Do you attend school? Live with a roommate? Maybe even occasionally work in a similar proximity to other human beings? Chances are, you do, so congratulations and welcome to the life-size petri dish.
As I'm sure you have already noticed, unless you have yet to leave your room in the past month or so, everyone on campus is walking around with a box of tissues, sniffling and coughing into the pit of their elbows. It's the annual back-to-school flu, when people from across the globe congregate and bring foreign diseases to a small, confined area. It's an inevitable, yearly epidemic that happens at every school across the country.

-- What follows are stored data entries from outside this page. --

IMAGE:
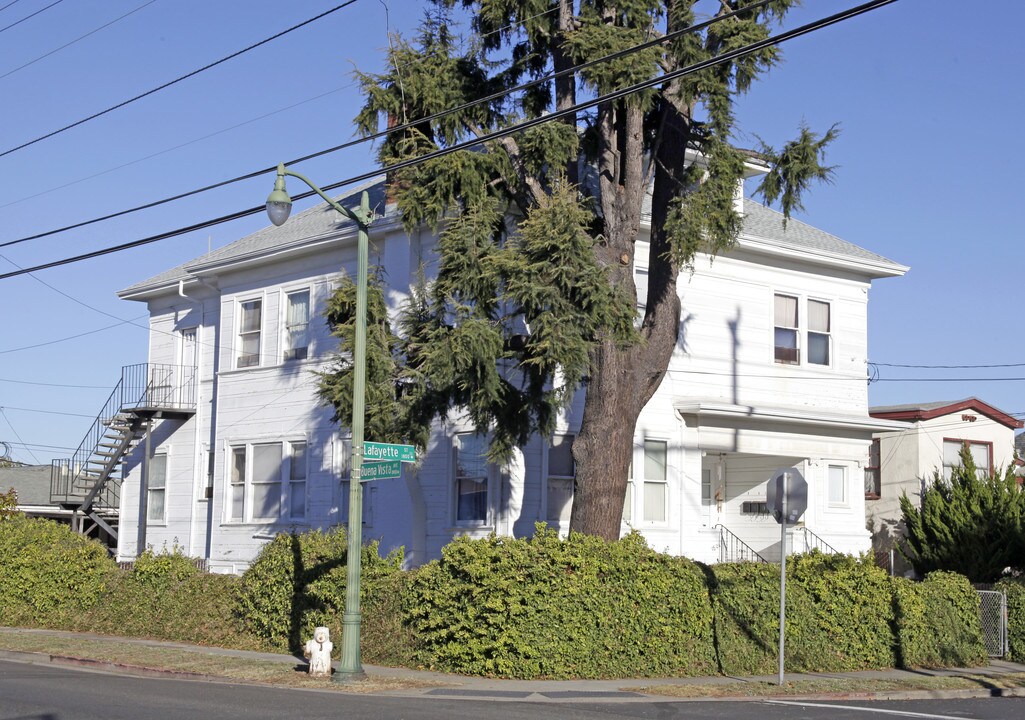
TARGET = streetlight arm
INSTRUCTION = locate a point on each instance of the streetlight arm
(356, 215)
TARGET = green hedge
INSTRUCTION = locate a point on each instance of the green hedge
(937, 622)
(838, 614)
(48, 574)
(298, 582)
(546, 607)
(1015, 590)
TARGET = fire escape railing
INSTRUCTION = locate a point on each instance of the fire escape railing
(732, 549)
(146, 387)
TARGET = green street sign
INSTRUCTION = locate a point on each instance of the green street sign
(380, 471)
(378, 451)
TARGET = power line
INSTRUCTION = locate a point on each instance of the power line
(56, 2)
(175, 81)
(481, 140)
(69, 44)
(404, 126)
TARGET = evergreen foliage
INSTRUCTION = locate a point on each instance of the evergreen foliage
(535, 292)
(973, 524)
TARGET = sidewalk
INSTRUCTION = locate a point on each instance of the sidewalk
(429, 684)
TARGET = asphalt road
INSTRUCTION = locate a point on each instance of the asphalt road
(46, 692)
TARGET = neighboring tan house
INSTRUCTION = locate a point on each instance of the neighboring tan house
(904, 462)
(770, 372)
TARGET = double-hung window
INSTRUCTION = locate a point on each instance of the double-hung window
(655, 487)
(250, 321)
(297, 325)
(785, 329)
(982, 454)
(836, 488)
(156, 490)
(268, 482)
(470, 480)
(561, 478)
(794, 329)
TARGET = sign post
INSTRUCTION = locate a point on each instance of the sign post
(786, 496)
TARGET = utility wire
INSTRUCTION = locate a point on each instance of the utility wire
(57, 2)
(81, 37)
(175, 81)
(403, 126)
(481, 140)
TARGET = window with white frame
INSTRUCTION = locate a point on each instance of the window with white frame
(818, 332)
(250, 322)
(297, 325)
(562, 474)
(982, 454)
(268, 482)
(655, 487)
(836, 485)
(470, 479)
(156, 488)
(785, 329)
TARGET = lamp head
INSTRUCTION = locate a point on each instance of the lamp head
(279, 204)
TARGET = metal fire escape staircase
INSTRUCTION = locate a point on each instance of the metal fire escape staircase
(89, 482)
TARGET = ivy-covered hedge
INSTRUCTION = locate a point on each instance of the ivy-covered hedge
(544, 607)
(1015, 590)
(48, 574)
(298, 583)
(937, 622)
(838, 614)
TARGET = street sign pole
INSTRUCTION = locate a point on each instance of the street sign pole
(782, 571)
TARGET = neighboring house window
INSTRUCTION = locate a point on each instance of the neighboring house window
(836, 492)
(470, 479)
(785, 330)
(561, 477)
(818, 332)
(655, 489)
(269, 482)
(297, 325)
(157, 488)
(982, 453)
(297, 480)
(873, 478)
(249, 329)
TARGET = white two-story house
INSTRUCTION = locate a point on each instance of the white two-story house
(770, 372)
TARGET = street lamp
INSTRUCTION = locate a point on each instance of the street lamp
(279, 204)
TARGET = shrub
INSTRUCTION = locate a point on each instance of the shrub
(559, 608)
(298, 582)
(166, 597)
(937, 623)
(1015, 590)
(50, 574)
(838, 615)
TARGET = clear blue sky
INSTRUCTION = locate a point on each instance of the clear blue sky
(929, 94)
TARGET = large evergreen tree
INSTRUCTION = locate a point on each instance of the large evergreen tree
(971, 523)
(534, 295)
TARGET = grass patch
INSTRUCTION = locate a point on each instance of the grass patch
(761, 688)
(140, 654)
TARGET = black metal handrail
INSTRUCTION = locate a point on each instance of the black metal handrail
(146, 386)
(732, 549)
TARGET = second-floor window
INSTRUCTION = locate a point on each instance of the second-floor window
(982, 453)
(794, 330)
(250, 321)
(297, 325)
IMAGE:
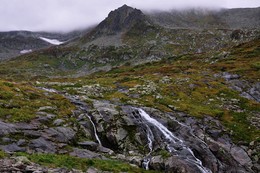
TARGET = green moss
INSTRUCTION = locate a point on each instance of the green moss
(70, 162)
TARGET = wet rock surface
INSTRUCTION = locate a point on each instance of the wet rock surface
(108, 130)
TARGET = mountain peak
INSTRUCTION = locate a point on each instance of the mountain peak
(120, 20)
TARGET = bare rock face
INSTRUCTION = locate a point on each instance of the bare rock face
(120, 20)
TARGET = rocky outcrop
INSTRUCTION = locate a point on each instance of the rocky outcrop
(170, 142)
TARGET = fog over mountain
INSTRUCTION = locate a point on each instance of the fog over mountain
(67, 15)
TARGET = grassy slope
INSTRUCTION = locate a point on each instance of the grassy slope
(19, 102)
(187, 83)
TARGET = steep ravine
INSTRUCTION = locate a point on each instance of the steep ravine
(155, 140)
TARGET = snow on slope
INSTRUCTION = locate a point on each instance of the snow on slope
(52, 41)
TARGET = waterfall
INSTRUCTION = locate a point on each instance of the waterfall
(95, 130)
(150, 139)
(175, 145)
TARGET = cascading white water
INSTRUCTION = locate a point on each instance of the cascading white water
(150, 139)
(173, 140)
(95, 130)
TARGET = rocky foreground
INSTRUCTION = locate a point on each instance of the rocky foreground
(104, 130)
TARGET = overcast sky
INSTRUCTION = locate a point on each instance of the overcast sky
(66, 15)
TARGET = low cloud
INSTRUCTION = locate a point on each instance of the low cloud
(67, 15)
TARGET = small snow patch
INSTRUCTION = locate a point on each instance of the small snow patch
(52, 41)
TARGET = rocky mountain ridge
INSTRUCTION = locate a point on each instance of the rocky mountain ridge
(246, 18)
(164, 99)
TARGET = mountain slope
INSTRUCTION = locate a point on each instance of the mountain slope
(16, 43)
(203, 18)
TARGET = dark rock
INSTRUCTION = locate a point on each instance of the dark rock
(31, 133)
(157, 163)
(105, 150)
(241, 156)
(6, 128)
(12, 148)
(58, 122)
(61, 134)
(21, 142)
(42, 145)
(83, 153)
(89, 145)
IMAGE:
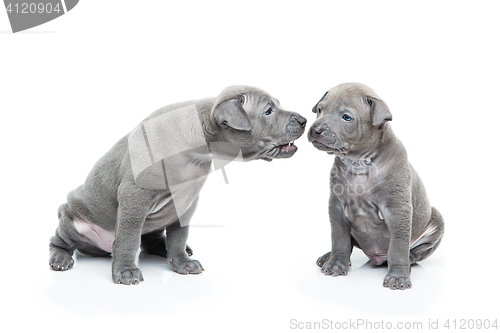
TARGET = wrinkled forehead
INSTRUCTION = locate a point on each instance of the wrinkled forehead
(337, 99)
(257, 101)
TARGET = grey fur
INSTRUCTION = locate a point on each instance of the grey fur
(377, 201)
(118, 208)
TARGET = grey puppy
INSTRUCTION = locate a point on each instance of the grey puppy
(377, 201)
(144, 191)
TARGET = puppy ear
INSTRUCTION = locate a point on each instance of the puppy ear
(315, 108)
(231, 113)
(379, 111)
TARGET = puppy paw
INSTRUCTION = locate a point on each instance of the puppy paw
(324, 258)
(335, 267)
(127, 276)
(398, 281)
(60, 260)
(184, 265)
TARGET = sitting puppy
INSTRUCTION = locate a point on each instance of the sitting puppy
(377, 201)
(148, 184)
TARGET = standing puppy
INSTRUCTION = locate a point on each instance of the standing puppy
(148, 184)
(377, 200)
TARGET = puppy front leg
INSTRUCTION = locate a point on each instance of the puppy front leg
(130, 220)
(337, 261)
(398, 256)
(177, 235)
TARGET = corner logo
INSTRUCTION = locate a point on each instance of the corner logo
(28, 14)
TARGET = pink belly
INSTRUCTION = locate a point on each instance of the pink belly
(95, 235)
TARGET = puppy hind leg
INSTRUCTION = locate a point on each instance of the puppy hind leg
(177, 254)
(424, 247)
(62, 244)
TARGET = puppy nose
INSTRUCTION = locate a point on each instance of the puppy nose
(316, 131)
(301, 120)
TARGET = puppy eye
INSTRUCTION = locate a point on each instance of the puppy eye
(348, 118)
(268, 112)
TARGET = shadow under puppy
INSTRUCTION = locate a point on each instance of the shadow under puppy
(377, 200)
(144, 191)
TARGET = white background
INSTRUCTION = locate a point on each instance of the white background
(71, 88)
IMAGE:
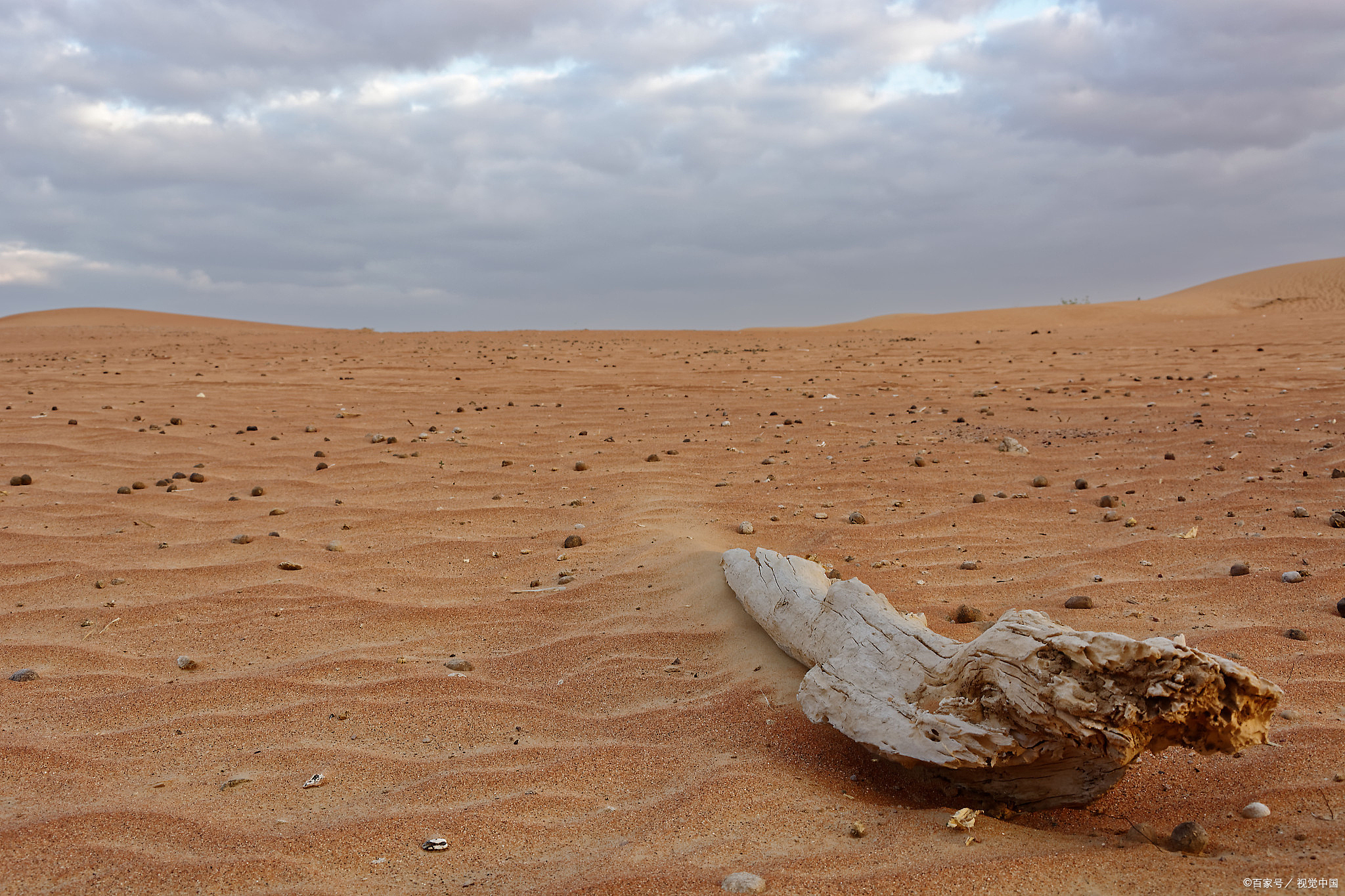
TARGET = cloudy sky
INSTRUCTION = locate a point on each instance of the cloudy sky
(490, 164)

People have been struggling with this problem for centuries. Europeans managed to decimate Native American populations with the same principle. Our bodies aren't accustomed to dealing with the same germs and bacteria that other bodies from across the country might be, so we get sick easily. Combine this lack of immunity with people living and working in close quarters, and you've got the perfect platform for an epidemic to run wild.
So, assuming you haven't already broken a 100-degree fever this semester, how do you avoid the plague?
First, wash your hands constantly. Don't use hand sanitizer, you'll only make the problem worse. Washing your hands with warm water and soap multiple times per day and before every meal is the best way to avoid getting sick, even when it seems like a deadly minefield of sneezing and coughing people outside your dorm. You'll also want to be sure to wash them after going to places like the library, as everybody has been touching those same chairs you just spent eight hours studying in.
Now, if your roommate fails to follow this basic rule and manages to bring the illness into your room, don't lose hope, you may still be able to survive. If you keep food in the room, and usually share it with your roomie, ask them not to eat it until their fever breaks. On that note, try not to share anything with your roommate for a while. Essentially, you're going to want to quarantine him or her as much as possible. A hazmat suit may be a little overkill, but do avoid spending a lot of time in the room.
The most likely place you'll contract a sickness is at a party. Thirty people cramped in a dorm room with countless, identical and easily misplaced red solo cups is a virus' playground. Keep track of your drink and don't let others sip out of it, even if they don't appear sick.
Of course, sleep and a healthy diet are always a good way to boost your immune system, which will be your first line of defense in the case you have been contaminated.
These tips are basic, yes, but they truly are the best way to avoid getting sick during not only the first wave, but through all of the waves of illnesses that'll pass through campus. Classes are hard enough without having to deal with a stuffy nose or a high fever, don't make it harder on yourself.